Aproximación al cine de los 70 con violenta crítica social

La ambición creativa es totalmente libre, pero suele pasar factura cuando conlleva un salto estratégico demasiado suicida. A pesar de ser un rendido admirador del cine de Ben Wheatley y su mujer Amy Jump, no puedo ocultar la decepción que me deja su paso del cine de bajo presupuesto al de gran producción, porque de tal hay que calificar a “High-Rise”. Siempre fue un proyecto del productor Jeremy Thomas, claro que concebido dentro de la mentalidad de los años 70, a la que responde fielmente la novela original de J.G. Ballard. En principio el director elegido fue con muy buen criterio Nicolas Roeg, que sin duda hubiera hecho una realización en la línea de “La naranja mecánica” (1971), de Stanley Kubrick; o de “O Lucky Man!” (1973), de Lindsay Anderson.
La violenta crítica social de entonces es muy difícil de recrear desde el punto de vista actual, ante lo que Ben Wheatley y su guionista Amy Jump optan por hacer una abstracción del texto que manejan.

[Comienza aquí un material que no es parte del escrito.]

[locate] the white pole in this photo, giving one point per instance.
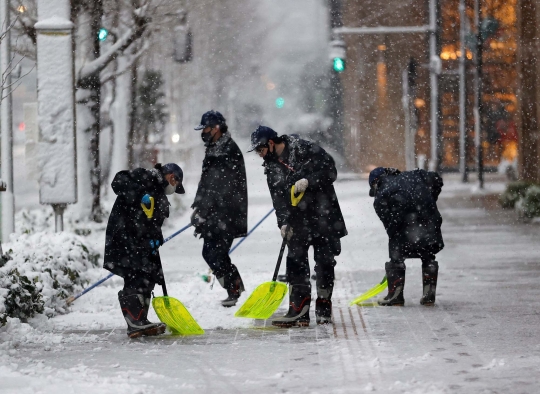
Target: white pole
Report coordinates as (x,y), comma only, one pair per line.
(56,107)
(462,95)
(434,70)
(8,201)
(409,136)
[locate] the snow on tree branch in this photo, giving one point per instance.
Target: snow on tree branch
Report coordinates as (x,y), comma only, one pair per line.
(90,70)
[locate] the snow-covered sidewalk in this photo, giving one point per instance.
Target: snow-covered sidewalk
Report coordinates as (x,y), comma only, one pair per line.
(480,337)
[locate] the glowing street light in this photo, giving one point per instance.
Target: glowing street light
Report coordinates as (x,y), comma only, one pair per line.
(103,34)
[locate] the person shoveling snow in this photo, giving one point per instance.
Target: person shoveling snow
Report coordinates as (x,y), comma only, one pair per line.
(134,236)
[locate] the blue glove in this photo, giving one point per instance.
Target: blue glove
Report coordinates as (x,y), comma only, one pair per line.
(146,199)
(154,245)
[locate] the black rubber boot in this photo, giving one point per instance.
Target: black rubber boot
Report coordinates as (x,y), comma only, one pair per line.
(234,285)
(430,273)
(323,306)
(299,303)
(395,275)
(135,309)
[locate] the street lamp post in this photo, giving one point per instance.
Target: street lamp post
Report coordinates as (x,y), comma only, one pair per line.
(8,201)
(56,107)
(478,105)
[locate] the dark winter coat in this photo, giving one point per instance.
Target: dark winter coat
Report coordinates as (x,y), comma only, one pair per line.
(406,203)
(222,193)
(318,213)
(129,231)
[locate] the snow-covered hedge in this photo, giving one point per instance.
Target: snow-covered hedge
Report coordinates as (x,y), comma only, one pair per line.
(529,206)
(41,270)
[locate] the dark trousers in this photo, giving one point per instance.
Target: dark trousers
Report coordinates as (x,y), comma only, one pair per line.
(138,282)
(398,262)
(216,255)
(298,264)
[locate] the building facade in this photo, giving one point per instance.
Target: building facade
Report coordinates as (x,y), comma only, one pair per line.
(374,116)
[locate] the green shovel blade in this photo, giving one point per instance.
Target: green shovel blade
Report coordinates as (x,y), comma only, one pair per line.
(371,292)
(175,315)
(264,301)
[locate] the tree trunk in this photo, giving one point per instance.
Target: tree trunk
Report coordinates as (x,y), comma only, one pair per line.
(133,115)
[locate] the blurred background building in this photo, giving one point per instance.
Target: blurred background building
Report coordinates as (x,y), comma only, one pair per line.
(374,121)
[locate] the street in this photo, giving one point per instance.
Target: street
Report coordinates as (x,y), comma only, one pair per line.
(479,338)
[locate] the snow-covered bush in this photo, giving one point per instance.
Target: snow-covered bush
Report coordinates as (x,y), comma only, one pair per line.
(529,206)
(19,297)
(30,221)
(41,271)
(514,191)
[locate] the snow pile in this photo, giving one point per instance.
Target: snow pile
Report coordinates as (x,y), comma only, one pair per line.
(41,270)
(16,333)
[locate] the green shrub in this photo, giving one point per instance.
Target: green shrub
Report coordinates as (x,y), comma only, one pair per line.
(513,193)
(19,297)
(41,270)
(529,205)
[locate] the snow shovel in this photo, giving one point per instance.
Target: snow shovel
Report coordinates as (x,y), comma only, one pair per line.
(371,292)
(70,299)
(267,297)
(175,315)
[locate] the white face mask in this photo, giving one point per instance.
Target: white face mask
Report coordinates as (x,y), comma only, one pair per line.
(170,189)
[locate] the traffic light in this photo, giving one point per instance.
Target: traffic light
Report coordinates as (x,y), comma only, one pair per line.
(103,34)
(338,55)
(183,44)
(339,65)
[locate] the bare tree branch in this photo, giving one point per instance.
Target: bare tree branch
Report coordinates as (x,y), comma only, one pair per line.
(89,70)
(127,67)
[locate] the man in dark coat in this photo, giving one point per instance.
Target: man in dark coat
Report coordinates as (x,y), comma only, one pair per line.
(220,206)
(134,235)
(406,203)
(316,221)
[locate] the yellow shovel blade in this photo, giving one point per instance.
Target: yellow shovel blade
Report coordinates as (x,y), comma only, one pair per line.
(175,315)
(264,301)
(370,293)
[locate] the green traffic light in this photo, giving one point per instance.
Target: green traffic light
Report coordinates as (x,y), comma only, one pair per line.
(339,65)
(103,34)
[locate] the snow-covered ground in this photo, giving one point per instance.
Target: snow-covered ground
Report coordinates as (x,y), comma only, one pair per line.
(480,338)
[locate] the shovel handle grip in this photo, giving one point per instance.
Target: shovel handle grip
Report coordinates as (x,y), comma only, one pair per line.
(281,253)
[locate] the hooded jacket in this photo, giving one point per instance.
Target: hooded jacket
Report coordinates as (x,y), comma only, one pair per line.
(406,203)
(318,213)
(129,231)
(221,197)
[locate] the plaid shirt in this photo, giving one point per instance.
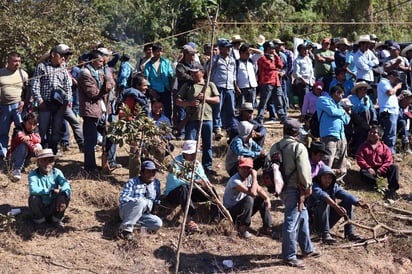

El consiguiente tratamiento es más estilista que otra cosa, sin llegar nunca a penetrar en el corazón salvaje de la alegoría de la lucha de clases. Se quedan en la superficie del regodeo estético, combinando decadentes fiestas con la ceremonia del caos. En lugar de apostar por las formas retrospectivas se podía haber intentatado una actualización en modo de acción apocalíptica o distópica, traduciendo el clasismo horizontal de los vagones del tren de la película del coreano Bong Joon-ho “Snowpiercer” (2013) al clasismo vertical representado por las cuarenta plantas de la Torre Elysium.
Otro elemento sicológico que falta en “High-Rise” es la sensación de vértigo, debido a que la narración es vertebrada por el ascensor interior como metáfora del arribismo. Al tratarse de un medio aislado del exterior, difícilmente se da el mal de altura que debería asociarse a un edificio arquitectónicamente perverso, creado por un megalómano y elitista arquitecto.